Mówią o nim „żelazny mnich”. To prawdopodobnie jedyny duchowny na świecie, który uczestniczy w najbardziej wyczerpujących zawodach sportowych, jakie rozgrywane są na ziemi - Triathlon Ironman. To 226-kilometrowa trasa, którą zawodnicy pokonują, pływając, biegnąc i jadąc na rowerze. Sylwetkę 57-letniego franciszkanina o. Daniela Callahana zaprezentował kanadyjski tygodnik „The Catholic Register”. O. Callahan od niedawna pracuje w parafii św. Joanny d’Arc w Toronto. Przygotowuje się tutaj do występu w triathlonie, który zostanie rozegrany 28 września.
Uczestnictwo w zawodach dla ironmanów to hobby zakonnika. Na pierwszym miejscu stawia jednak zawsze swoją pracę. Wszystko jest ułożone według właściwej hierarchii wartości. - Moje obowiązki kapłańskie stawiam zawsze przed treningiem - mówi. Pływanie uprawiał już w wieku ośmiu lat. To zresztą na pływalni przeżył nawrócenie. Dziennikarzowi mówił, że głos powołania usłyszał również podczas treningu w wodzie.

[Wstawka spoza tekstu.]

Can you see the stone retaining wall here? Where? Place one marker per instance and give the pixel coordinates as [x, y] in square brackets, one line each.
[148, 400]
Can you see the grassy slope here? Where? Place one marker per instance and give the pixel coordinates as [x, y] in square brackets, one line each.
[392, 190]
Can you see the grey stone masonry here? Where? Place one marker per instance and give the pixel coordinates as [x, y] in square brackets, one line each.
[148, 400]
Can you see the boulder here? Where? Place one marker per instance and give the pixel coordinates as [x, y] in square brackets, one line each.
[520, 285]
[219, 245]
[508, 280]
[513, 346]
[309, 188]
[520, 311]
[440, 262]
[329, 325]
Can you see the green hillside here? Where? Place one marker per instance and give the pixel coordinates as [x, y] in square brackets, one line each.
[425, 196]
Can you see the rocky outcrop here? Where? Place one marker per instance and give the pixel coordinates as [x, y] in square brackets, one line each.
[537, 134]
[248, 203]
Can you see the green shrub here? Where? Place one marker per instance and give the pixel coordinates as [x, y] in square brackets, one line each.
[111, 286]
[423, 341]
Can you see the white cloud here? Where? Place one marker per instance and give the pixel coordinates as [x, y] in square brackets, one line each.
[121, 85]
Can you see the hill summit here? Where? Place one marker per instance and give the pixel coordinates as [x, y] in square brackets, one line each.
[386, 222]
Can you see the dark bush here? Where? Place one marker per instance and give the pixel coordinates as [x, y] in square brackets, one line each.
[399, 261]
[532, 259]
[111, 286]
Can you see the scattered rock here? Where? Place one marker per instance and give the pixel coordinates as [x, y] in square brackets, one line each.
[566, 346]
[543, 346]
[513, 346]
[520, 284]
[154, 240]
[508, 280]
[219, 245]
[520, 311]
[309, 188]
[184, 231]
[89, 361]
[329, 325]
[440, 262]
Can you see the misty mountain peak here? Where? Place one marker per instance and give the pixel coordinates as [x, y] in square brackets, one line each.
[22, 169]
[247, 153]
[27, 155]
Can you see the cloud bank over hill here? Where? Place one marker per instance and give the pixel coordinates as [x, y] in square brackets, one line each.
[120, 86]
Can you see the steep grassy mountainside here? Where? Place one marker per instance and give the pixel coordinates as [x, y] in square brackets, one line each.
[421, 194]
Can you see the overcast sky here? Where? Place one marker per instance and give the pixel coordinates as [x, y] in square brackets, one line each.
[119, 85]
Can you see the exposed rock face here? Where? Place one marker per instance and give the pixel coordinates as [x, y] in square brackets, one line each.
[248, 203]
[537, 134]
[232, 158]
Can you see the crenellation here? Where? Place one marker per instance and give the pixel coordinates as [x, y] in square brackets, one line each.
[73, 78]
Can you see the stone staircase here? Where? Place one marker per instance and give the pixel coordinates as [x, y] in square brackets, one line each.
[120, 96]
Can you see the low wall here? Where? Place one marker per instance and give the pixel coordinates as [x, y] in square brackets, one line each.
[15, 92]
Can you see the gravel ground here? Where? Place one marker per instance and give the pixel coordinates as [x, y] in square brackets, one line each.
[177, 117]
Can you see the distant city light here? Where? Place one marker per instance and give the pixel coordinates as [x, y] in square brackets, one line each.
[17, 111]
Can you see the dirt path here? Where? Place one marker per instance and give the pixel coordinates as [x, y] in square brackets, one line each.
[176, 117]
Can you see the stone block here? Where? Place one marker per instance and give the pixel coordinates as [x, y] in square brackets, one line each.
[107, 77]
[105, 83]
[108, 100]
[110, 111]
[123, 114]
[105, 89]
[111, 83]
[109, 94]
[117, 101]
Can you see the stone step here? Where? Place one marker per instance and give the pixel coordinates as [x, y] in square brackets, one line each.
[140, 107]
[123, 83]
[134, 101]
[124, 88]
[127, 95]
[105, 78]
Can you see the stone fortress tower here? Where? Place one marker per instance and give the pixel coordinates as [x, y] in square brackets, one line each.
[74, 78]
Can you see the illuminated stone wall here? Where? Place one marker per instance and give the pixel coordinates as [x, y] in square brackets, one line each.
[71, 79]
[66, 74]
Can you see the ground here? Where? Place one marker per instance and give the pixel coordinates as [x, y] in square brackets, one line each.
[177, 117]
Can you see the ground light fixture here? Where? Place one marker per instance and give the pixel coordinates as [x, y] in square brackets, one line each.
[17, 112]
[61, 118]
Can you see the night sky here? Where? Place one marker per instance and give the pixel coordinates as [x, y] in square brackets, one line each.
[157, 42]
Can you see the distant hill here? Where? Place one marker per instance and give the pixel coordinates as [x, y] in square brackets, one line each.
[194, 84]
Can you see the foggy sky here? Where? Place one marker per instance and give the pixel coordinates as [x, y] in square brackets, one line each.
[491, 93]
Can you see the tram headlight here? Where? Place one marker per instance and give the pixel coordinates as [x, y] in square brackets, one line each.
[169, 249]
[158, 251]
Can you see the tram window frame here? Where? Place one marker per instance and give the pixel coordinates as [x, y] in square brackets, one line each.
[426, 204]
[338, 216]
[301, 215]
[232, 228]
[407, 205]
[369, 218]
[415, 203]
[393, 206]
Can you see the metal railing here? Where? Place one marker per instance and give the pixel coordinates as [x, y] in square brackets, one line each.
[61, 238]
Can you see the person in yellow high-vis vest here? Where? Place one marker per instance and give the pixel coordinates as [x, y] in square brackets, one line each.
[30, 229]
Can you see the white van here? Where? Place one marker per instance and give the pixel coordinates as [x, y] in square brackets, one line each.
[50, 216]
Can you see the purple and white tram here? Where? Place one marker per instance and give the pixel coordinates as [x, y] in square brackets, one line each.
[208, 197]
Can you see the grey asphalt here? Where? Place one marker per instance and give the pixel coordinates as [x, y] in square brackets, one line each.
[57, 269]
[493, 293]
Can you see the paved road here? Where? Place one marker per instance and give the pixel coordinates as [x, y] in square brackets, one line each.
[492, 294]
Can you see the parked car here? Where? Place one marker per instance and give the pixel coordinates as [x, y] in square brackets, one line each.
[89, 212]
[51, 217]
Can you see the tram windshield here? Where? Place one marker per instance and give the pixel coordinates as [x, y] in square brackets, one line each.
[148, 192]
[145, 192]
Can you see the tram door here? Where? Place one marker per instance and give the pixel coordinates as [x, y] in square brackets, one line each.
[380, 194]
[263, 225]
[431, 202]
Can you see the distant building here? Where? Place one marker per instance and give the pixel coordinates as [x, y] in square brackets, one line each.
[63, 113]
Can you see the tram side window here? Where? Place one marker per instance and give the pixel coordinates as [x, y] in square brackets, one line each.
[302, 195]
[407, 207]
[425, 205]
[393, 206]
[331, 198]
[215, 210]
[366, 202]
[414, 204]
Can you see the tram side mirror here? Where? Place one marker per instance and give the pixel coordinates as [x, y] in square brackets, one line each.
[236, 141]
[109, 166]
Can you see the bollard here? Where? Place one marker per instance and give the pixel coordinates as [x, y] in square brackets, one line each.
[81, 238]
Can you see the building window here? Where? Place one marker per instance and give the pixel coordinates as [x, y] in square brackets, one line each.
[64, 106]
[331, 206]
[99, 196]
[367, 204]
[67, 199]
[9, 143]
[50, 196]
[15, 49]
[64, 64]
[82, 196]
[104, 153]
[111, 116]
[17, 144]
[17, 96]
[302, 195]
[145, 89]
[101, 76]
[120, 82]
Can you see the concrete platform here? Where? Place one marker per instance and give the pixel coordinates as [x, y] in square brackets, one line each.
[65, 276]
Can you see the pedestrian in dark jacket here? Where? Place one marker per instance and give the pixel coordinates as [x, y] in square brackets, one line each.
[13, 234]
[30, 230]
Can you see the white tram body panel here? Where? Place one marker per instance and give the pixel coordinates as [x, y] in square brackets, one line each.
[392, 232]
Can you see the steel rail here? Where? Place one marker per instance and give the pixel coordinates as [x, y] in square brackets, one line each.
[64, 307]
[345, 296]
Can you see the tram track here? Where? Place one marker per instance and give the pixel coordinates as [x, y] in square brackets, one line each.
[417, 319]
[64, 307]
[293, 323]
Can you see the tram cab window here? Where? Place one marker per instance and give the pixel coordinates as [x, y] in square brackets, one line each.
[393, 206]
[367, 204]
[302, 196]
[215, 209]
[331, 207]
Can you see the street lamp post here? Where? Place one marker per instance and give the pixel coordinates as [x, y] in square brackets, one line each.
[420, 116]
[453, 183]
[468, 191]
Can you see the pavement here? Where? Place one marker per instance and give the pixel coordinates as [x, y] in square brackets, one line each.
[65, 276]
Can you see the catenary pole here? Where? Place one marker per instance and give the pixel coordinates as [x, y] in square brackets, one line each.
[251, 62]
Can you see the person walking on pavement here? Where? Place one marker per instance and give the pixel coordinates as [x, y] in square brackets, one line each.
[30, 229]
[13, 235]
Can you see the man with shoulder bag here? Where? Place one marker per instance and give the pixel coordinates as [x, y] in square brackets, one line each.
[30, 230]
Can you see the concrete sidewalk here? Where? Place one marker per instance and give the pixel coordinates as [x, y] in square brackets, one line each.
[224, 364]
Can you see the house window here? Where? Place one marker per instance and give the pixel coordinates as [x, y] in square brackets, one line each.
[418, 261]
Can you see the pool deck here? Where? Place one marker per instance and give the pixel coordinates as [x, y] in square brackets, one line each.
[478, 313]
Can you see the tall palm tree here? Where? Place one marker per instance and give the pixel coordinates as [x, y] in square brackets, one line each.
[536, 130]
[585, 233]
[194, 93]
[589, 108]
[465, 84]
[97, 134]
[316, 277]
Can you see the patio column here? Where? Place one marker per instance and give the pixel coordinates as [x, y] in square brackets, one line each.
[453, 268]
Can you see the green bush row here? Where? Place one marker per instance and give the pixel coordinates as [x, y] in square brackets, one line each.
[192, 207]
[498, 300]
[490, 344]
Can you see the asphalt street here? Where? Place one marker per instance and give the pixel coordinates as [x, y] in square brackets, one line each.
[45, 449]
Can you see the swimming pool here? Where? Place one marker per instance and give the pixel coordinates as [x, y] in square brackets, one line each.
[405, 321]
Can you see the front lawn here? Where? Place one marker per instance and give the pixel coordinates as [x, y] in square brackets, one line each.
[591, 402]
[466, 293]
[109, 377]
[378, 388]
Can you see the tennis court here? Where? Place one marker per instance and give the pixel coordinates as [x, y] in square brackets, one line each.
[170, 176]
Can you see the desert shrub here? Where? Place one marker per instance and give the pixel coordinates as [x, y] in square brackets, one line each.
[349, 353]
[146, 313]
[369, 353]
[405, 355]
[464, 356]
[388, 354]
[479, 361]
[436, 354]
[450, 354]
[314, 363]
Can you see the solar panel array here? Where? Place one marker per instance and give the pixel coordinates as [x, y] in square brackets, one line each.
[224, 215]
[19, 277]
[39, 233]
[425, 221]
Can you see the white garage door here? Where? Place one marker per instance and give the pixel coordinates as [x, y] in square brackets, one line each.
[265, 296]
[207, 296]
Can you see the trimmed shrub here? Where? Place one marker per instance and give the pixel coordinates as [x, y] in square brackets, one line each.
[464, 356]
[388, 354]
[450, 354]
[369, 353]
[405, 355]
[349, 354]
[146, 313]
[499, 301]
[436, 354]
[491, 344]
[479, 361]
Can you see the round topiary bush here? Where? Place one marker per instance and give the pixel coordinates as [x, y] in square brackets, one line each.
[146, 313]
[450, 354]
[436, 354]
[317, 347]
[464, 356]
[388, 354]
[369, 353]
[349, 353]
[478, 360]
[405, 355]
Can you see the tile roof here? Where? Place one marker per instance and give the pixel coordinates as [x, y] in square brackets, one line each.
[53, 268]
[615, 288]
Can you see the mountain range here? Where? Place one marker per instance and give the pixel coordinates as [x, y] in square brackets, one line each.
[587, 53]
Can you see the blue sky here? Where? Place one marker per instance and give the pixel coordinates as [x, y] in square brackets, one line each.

Callahan jest znany wśród elitarnej grupy ironmanów. Zawsze przed zawodami odprawia dla nich Mszę św. Służy także pomocą duchową na trasie zawodów. Wielu doprowadził z powrotem do Kościoła. Zbiera też fundusze na różne zbożne dzieła. Startując w zawodach od prawie dziesięciu lat, zebrał już ponad 100 tys. dolarów.